History of Elevators Part 1
About the history of elevators and their inventors, varieties and safety features.
UPS AND DOWNS OF THE ELEVATOR
Few people realize it, but the most widely used form of mass transportation in the U.S. is the elevator.
The more than 340,000 elevators in the U.S. travel more than 1.5 billion mi. a year and make more than 500 billion trips. One elevator manufacturer boasts that its elevators alone carry the equivalent of the world's population every nine days.
The average trip takes less than a minute, but some have been known to last longer. A wealthy Chicago woman was trapped in her mansion's elevator for five days before someone found her. She was somewhat thinner, but alive and relatively healthy. And she got back at the elevator company by receiving an out-of-court settlement on a $100,000 legal suit.
On Long Island, a not-so-wealthy hospital employee was trapped in an elevator in a busy hospital for 22 hours before she was discovered. Her benevolent employer paid her overtime and gave her the next day off.
Getting trapped in an elevator is the exception rather than the rule, because in addition to being the most widely used form of mass transportation, elevators are also the safest.

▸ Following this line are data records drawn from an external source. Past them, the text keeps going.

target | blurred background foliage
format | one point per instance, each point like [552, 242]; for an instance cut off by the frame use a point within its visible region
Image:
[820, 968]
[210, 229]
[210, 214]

The Roman architect Vitruvius first described elevatorlike lifts in the 1st century B.C., and there is reason to believe that his description came two centuries after the first "elevator."
But from Vitruvius to 1853, elevators were deemed unsafe for passengers. However, Elisha Graves Otis took care of that. He invented a spring safety device for his elevator which sprang into action if a cable broke and its tension slackened.

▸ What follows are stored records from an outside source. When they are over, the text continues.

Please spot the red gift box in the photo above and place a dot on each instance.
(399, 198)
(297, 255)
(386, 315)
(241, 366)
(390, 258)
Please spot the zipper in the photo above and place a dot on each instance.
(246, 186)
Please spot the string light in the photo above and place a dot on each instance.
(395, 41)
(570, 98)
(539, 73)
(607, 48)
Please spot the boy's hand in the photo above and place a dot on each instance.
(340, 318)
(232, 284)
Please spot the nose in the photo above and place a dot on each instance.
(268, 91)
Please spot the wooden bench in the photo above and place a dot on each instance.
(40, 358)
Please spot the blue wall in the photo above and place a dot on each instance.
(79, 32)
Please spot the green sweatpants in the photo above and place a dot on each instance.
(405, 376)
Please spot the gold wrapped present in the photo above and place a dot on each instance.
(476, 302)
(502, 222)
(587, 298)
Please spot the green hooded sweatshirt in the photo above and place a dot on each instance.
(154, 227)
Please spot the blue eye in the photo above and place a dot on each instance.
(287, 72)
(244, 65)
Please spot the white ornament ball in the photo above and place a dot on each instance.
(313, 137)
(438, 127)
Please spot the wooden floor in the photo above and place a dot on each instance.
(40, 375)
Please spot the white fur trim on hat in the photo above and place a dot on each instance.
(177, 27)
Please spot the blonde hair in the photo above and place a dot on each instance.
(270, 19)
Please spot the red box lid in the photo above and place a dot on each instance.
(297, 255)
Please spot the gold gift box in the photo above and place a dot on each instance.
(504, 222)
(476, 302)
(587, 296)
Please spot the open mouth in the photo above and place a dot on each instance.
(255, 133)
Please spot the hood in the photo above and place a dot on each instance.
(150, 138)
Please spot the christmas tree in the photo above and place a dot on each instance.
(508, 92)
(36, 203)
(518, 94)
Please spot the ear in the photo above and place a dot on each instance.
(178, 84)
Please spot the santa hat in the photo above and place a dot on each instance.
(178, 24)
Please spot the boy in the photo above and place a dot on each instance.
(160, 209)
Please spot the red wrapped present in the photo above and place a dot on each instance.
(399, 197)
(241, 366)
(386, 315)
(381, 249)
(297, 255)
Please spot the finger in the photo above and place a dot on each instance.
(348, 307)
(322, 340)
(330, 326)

At the Crystal Palace Exposition in New York City in 1853, Otis rode his elevator above the heads of the spectators. Then he called for the cables to be cut. Everyone expected him to plunge to the ground, but the Otis elevator stood fast, and Otis said, "All safe, gentlemen."
His relatively simple safety mechanism changed the architecture of the modern world. Buildings began reaching for the sky. The first passenger elevator began operating at the Haughwout Department Store in New York City in 1857. It made the five-story trip in less than a minute, which was fine for that era, but at that speed it would take upwards to 20 minutes to reach the top of most skyscrapers.
In the early days, steam and water power were used to run elevators, but eventually electricity began to dominate the market. The smoothest elevators were the "direct plunger" elevators. A large plunger was built beneath the cab and fit into an underground cylinder. When the cylinder was filled with water, the elevator was pushed upward. When the water was let out, the long plunger moved down the cylinder and the elevator descended. It offered such a smooth ride that hundreds were installed around the country.